They raised $300. Things fell apart a bit when the entire team accidentally fell asleep. But over the next few years Moffit refined his approach, inviting more gamers to join, and a larger audience to tune-in over Twitch, a live-gaming network. “We thought it was fun. Hey, we were making a difference, even if it was a small one,” he says. Having more players around made the late nights less brutal and created an energy—and eventually some trademark hijinks—that has attracted more and more viewers.
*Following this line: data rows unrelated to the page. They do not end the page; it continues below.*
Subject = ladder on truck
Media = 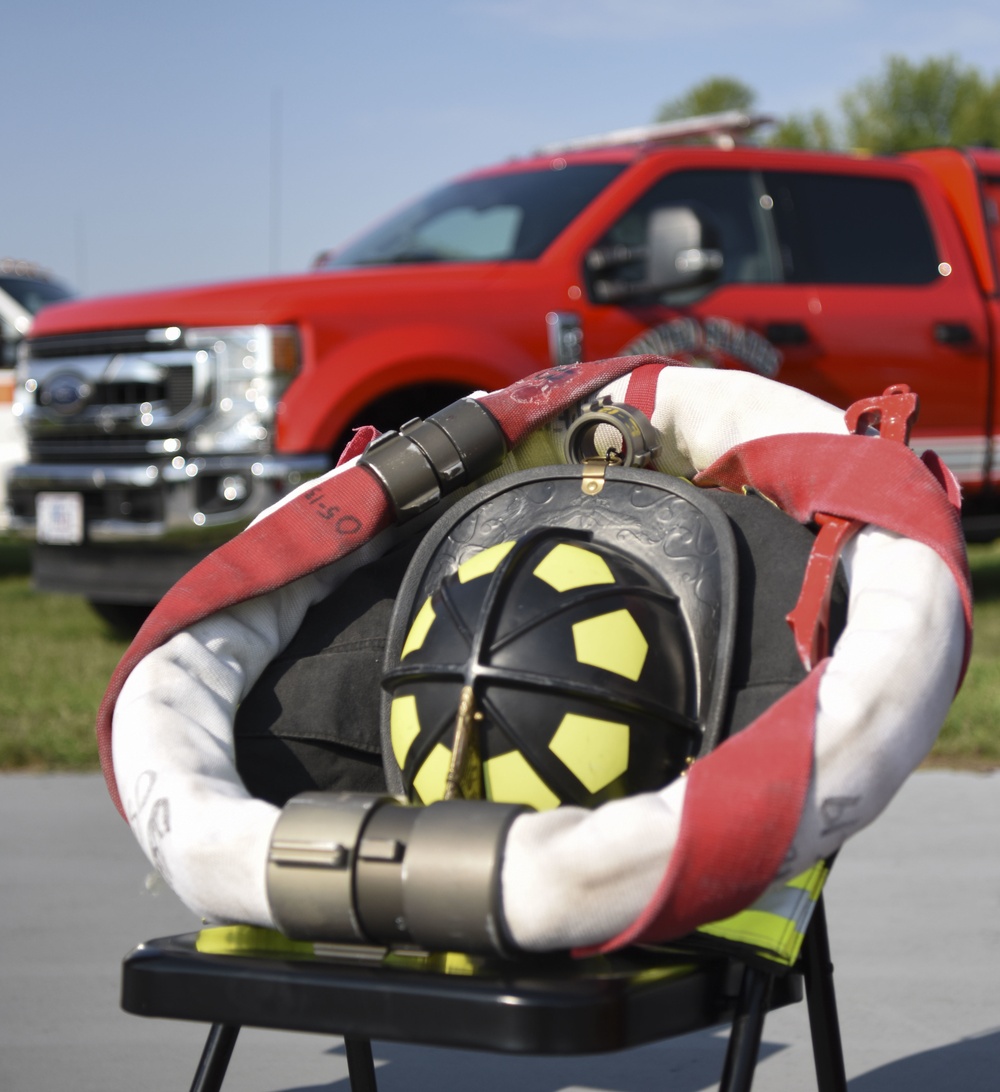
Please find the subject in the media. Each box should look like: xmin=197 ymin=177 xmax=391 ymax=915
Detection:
xmin=536 ymin=110 xmax=774 ymax=155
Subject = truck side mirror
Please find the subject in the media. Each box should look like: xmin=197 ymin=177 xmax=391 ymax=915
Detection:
xmin=0 ymin=319 xmax=21 ymax=369
xmin=586 ymin=205 xmax=723 ymax=302
xmin=646 ymin=205 xmax=723 ymax=293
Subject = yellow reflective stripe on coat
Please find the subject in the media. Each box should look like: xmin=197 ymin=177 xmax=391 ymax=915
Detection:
xmin=698 ymin=860 xmax=830 ymax=966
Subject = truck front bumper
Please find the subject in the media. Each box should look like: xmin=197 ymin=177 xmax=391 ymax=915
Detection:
xmin=8 ymin=455 xmax=330 ymax=606
xmin=8 ymin=454 xmax=330 ymax=547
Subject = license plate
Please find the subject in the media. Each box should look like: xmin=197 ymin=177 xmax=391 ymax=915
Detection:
xmin=35 ymin=492 xmax=83 ymax=546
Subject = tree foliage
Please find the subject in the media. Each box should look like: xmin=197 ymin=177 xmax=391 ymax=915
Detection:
xmin=842 ymin=57 xmax=1000 ymax=152
xmin=656 ymin=56 xmax=1000 ymax=153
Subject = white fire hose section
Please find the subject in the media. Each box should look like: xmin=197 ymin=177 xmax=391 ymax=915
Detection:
xmin=112 ymin=368 xmax=965 ymax=951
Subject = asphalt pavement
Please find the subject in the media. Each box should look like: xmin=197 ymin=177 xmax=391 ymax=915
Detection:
xmin=0 ymin=771 xmax=1000 ymax=1092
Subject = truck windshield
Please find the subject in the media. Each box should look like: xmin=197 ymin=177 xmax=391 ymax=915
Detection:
xmin=318 ymin=161 xmax=624 ymax=269
xmin=0 ymin=276 xmax=71 ymax=314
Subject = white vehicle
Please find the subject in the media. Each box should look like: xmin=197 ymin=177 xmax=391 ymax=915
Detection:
xmin=0 ymin=258 xmax=72 ymax=530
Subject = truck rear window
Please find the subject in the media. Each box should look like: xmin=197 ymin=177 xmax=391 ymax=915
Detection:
xmin=322 ymin=163 xmax=624 ymax=269
xmin=764 ymin=170 xmax=938 ymax=284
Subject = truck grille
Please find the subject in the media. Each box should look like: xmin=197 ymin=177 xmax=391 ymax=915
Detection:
xmin=24 ymin=330 xmax=207 ymax=462
xmin=28 ymin=330 xmax=175 ymax=360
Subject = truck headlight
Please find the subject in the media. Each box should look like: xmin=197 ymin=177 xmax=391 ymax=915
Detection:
xmin=183 ymin=325 xmax=300 ymax=454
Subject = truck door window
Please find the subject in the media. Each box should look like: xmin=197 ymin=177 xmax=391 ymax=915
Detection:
xmin=597 ymin=170 xmax=781 ymax=294
xmin=981 ymin=177 xmax=1000 ymax=275
xmin=319 ymin=163 xmax=624 ymax=269
xmin=764 ymin=171 xmax=939 ymax=285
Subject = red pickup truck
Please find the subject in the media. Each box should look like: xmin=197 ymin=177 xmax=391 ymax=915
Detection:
xmin=8 ymin=115 xmax=1000 ymax=603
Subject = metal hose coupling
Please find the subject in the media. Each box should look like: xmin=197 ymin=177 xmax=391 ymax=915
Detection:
xmin=358 ymin=399 xmax=507 ymax=520
xmin=267 ymin=792 xmax=528 ymax=956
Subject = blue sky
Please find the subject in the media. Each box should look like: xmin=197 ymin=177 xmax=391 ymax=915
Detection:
xmin=7 ymin=0 xmax=1000 ymax=295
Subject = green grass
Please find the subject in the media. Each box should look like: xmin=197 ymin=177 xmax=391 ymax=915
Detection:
xmin=0 ymin=535 xmax=1000 ymax=770
xmin=930 ymin=542 xmax=1000 ymax=770
xmin=0 ymin=537 xmax=128 ymax=770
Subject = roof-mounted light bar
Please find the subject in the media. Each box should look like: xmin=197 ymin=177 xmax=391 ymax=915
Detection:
xmin=536 ymin=110 xmax=774 ymax=155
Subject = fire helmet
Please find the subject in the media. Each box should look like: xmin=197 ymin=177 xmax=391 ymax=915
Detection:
xmin=382 ymin=466 xmax=736 ymax=809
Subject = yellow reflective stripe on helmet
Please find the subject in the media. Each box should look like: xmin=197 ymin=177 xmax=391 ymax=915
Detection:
xmin=698 ymin=860 xmax=830 ymax=966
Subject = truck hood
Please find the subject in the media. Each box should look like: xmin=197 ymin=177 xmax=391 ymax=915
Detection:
xmin=32 ymin=262 xmax=510 ymax=337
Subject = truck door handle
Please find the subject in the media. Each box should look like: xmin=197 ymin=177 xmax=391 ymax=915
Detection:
xmin=934 ymin=322 xmax=975 ymax=345
xmin=764 ymin=322 xmax=809 ymax=345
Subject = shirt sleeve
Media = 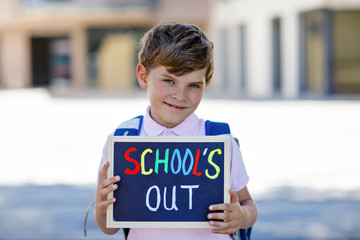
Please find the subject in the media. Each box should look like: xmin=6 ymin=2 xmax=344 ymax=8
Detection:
xmin=230 ymin=136 xmax=249 ymax=192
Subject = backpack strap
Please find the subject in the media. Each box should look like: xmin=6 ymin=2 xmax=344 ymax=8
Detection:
xmin=114 ymin=115 xmax=144 ymax=136
xmin=205 ymin=120 xmax=230 ymax=136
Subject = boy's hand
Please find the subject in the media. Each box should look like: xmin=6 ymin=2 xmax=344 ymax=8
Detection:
xmin=95 ymin=162 xmax=120 ymax=217
xmin=208 ymin=189 xmax=243 ymax=234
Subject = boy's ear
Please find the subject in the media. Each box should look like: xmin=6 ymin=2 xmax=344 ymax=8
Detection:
xmin=136 ymin=64 xmax=148 ymax=89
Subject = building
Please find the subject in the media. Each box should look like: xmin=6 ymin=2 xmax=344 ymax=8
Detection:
xmin=210 ymin=0 xmax=360 ymax=98
xmin=0 ymin=0 xmax=209 ymax=89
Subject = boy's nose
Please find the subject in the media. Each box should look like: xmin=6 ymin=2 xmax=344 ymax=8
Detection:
xmin=172 ymin=88 xmax=186 ymax=101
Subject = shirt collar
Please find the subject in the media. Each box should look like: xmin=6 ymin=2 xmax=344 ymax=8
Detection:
xmin=143 ymin=106 xmax=200 ymax=136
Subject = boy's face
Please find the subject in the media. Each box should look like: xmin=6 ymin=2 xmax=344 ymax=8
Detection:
xmin=137 ymin=64 xmax=208 ymax=128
Seven years later, Zeldathon, is now a six-day attempt to beat more than two dozen related games, including Zelda sequels Wind Waker, Ocarina of Time, and A Link Between Worlds. The last session drew 70 gamers to Moffit’s hometown, with thousands more tuning in online to raise $230,000 for Direct Relief, a disaster logistics and supply agency. To date, the group has raised more than $1 million for various charities. “With Legend of Zelda, it’s really a game about a hero trying to save the world. That translates well to charity,” says Moffit. Because the original debuted in the 8-bit era of the 1980s, their mission draws in all ages of gamers. Zelda Williams, the daughter of late comedian Robin Williams, who is reportedly named after the game, has made donations.
If you’re not wise to the fact that watching video games is a huge new form of entertainment, you might be asking why people pledge to watch this sort of thing. On one hand, elite game players passing levels turns solving those puzzles into high art–that’s why people watch any livestreamed gamers. But Moffit has added a new element of interactivity: Audience members can pay to have players read their personal shoutouts, and reaching certain goals kicks off stunts like playing upside down, taking a pie in the face, or having the group perform some skit or musical act. In order for each marathon to continue, givers must also hit donation benchmarks at the right pace. “We’ve come within probably an hour of the marathon ending but we’ve never not hit one of those goals,” Moffit says. All of this is geared toward fans who love controlling avatars and unlocking new levels. In other words, there’s a game within the game, which makes it highly appealing.
To keep it all moving smoothly, Moffit’s team has created their own customized transaction system called Kinstone—an insider-y nod to powerful artifacts that can be combined inside another edition called Legend of Zelda: The Minish Cap. It’s a platform that syncs with Paypal, allowing donors to enter a username, donation amount, and comment to be read live. Once their payment clears, that comment shows up in an approved content stream. It’s the sort of thing that would be marketable to other gaming event planners, but Moffit’s not done yet. He hopes to build it into a formal directory for charities too, who would share their preferred deposit info and what branding those planners could use to promote. There’s no formal timetable, but he envisions a clearinghouse that all gamers, charities, and viewers can trust.
In the meantime, no one is taking a paycheck yet. Twitch sponsors the group’s playing time, and Moffit, who goes by the online handle SuperMCGamer, covers his own planning and participation through Patreon, an artist-funding platform where fans have committed to a small monthly stipend—it’s less than $1,500—to keep him working on Zeldathon and other video-game oriented projects. In October, he’ll be running a Zeldathon Classic, a mini-marathon that’s a throwback to their original and will benefit Child’s Play, their original charity. The next major marathon starts on December 27 and will attempt to raise $300,000 for a yet-to-be-named organization.
For Moffit, this is no longer about just beating a game. It’s about creating a culture that’s empowered to take more control of the real world for the greater good. “Zeldathon has restored my faith in humanity,” he says.